Pertencente à etnia indígena mundurucu e graduado em filosofia, história e psicologia, com mestrado em antropologia social pela USP, Daniel justificou que ser chamado de índio é um apelido, já que envolve um estereótipo que habita o inconsciente coletivo. De um lado, exemplificou o autor, existe a imagem do índio que vive na floresta, “tranquilão, respirando ar puro” e que fica o tempo inteiro na rede “coçando o pé”. Do outro, há a visão do “índio preguiçoso, selvagem, atrasado, sujo e traiçoeiro”.

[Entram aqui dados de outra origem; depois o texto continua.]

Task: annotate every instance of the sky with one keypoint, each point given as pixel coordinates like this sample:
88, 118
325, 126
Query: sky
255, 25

“Nascer índio é um defeito, porque essa imagem foi o tempo inteiro sendo jogada na cabeça da gente”, denunciou Daniel, durante a mesa A Imperdoável Capacidade Humana de Apagar seus Antepassados, que contou mediação de Suzane Lima Costa e participação da professora, escritora e ativista carioca Eliane Potiguara. Esse estereótipo, destacou Daniel, foi sendo construído na memória ao longo do tempo, principalmente por meio da formação do pensamento universitário e das escolas, que “seguem a lógica colonialista”.

“A palavra índio não retrata minha experiência de pertencimento a um povo. Não sou índio, sou mundurucu. Pertenço a um povo e esse povo tem um lugar, uma história, tradição, cultura, religiosidade, economia... No entanto, quando as pessoas me chamam de índio, elas ignoram a minha experiência de humanidade. Quando digo que não sou índio, digo que não sou uma ideia que as pessoas desenvolveram equivocadamente. É isso que nós queremos trazer com a literatura que nós escrevemos”, justificou.

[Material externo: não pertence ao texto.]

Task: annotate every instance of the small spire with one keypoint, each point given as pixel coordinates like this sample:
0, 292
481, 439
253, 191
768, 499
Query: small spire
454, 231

Filha de nordestinos, pobres, mulheres e negras, “quatro tipos de discriminação”, Eliane Potiguara reforçou que os povos indígenas não são pessoas que não querem trabalhar. “Lutamos para um desenvolvimento sustentável voltado para nossa produtividade. Os povos negros e indígenas, sempre foram os mais discriminados. Deveríamos ter mais compaixão, solidariedade e não pena e discriminação. É isso que os povos indígenas sofrem em cinco séculos de colonização”, denunciou Eliane, 67.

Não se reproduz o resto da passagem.